Mayor Stephen Robertson said the village easement on a tract of land, at 12 Myrtle Ave., had been brought up every year he'd been involved in local government.
"It's been a bone of contention since I've been a kid," Robertson said at July's village board meeting. The mayor said Friday he had been told the highway department had a barn behind the property, decades ago. But nobody can recall the village ever maintaining the right of way, and 20 years ago, a lawsuit resulted when an adjacent neighbor began driving across the property in question. That lawsuit ruled the village technically owned the right-of-way, a "paper street" that exists solely on a map.
Today, the approximately 30- by 181-foot parcel, ostensibly called Pleasant Street Extension, is a section of Jayme Cooley and Jeremy Geroux's yard. The couple attended September's board meeting hoping for a resolution.

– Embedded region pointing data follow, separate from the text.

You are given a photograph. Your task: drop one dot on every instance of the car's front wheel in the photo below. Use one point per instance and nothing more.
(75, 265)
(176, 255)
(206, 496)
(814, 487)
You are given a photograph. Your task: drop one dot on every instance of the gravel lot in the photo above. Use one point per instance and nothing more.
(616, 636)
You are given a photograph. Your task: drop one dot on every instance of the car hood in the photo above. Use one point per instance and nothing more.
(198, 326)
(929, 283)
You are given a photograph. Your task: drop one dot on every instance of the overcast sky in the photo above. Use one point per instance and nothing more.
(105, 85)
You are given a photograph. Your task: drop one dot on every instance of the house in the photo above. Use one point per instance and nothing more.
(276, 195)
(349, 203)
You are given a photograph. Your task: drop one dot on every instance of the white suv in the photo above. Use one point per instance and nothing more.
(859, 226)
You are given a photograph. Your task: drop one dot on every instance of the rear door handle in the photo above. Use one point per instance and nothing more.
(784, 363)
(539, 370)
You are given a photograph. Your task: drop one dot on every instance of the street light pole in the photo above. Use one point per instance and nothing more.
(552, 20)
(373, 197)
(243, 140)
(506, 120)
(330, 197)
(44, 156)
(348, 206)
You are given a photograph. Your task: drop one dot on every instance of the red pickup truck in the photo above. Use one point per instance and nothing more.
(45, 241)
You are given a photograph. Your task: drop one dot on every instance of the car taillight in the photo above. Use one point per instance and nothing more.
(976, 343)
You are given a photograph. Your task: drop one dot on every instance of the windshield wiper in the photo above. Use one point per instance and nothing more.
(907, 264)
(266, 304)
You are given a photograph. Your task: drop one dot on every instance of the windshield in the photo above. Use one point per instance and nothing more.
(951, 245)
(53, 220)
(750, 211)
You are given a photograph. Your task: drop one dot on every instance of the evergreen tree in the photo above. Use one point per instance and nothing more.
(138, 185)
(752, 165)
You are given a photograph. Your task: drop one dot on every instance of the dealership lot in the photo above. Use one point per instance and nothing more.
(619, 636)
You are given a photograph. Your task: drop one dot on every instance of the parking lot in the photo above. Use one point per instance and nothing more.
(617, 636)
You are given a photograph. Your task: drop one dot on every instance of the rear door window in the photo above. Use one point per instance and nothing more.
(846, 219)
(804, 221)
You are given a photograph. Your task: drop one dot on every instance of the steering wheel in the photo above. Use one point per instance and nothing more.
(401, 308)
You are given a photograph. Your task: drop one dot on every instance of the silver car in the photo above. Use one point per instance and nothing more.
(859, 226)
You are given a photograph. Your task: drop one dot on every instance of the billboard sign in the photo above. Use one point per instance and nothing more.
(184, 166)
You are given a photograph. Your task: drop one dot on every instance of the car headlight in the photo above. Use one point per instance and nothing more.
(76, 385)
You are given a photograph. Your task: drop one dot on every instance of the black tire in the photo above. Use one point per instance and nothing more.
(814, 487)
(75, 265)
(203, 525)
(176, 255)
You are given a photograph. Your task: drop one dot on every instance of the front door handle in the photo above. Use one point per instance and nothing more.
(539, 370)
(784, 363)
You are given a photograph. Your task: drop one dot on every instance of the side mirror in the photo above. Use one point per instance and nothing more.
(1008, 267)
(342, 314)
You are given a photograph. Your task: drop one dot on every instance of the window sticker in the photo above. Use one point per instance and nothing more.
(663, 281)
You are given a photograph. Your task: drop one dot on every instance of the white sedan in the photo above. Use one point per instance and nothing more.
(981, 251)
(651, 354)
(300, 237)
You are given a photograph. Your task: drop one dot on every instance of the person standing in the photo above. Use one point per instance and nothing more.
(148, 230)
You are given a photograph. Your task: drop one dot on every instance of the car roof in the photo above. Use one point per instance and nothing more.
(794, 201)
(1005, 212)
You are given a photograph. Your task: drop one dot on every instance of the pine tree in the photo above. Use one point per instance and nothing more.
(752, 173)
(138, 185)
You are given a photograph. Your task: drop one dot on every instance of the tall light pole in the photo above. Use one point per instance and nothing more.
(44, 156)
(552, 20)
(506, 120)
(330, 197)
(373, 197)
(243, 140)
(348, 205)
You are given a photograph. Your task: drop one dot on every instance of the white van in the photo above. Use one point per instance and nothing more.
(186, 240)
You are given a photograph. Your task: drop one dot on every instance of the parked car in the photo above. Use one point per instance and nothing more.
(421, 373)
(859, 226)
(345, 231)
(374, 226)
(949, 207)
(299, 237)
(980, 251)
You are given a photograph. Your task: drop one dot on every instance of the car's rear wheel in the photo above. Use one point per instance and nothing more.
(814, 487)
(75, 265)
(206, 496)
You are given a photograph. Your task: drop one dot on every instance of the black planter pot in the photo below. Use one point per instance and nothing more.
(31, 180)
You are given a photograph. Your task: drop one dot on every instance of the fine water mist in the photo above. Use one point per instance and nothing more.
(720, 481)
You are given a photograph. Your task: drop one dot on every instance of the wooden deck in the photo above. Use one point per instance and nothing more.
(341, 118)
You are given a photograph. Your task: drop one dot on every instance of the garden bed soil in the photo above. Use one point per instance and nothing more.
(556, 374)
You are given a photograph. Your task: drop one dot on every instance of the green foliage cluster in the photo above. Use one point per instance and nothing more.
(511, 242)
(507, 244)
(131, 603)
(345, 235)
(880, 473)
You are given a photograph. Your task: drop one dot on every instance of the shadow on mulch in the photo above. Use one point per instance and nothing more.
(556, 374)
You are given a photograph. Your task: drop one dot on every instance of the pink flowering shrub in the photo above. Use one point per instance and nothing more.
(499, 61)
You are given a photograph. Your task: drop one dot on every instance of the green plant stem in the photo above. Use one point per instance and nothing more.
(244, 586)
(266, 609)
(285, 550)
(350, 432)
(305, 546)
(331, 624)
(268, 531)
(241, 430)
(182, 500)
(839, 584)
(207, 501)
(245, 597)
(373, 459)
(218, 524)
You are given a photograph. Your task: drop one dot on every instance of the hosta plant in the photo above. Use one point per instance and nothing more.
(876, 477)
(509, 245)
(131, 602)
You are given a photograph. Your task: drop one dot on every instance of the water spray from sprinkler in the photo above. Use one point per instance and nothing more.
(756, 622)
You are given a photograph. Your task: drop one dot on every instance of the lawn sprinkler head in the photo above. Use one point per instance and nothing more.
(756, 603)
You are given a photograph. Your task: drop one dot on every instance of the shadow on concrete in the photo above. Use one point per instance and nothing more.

On Wednesday, following executive session, trustees voted to abandon the village's right of access, which default back to the property owner. Robertson said the decision came after trustees determined there really was "no reason for it."
Previously, the village considered selling the rights, as, legally speaking, the easement could have intrinsic value because the municipality owned those rights and there were parties who were interested.
The village asked for Cooley and Geroux to appraise the easement's value, and their hired appraiser found zero value. In July, village Attorney Tony Jordan said the topic would require a specialized appraisal, as for access for lifts, ski runs, and power lines, as such rights have "some sort of value."
But the necessary appraiser wouldn't be worth hiring because those services would cost more than the likely value of the easement in question, Jordan continued mulling at that meeting July 11.
Officials agreed then the easement held little value. "There's no need for it," said Deputy Mayor Alan Dupuis II.
"It goes nowhere," echoed Trustee Sara Kelly.
"I'd be bummed if I was paying taxes on a piece of property that wasn't really mine," said Dupuis.
But officials were skittish because of a lawsuit resulting from a 2009 Cambridge town board decision to execute a quickclaim deed on rights for a similar parcel along Brownell Road.
An ensuing lawsuit against the town, ultimately dismissed because the statute of limitations expired, called the resolution an "unconstitutional gift of town land."
In July, trustees motioned to offer the village's rights to Cooley and Geroux for $1,000, based on a similarly sized piece of land recently sold.
Cooley and Geroux counter-offered in August with $100.
On Wednesday, Sept. 5, officials agreed the access rights really were of no value, and voted 3-0 to abandon the right of way. Dupuis was absent and Kelly abstained because the issue concerned neighbors.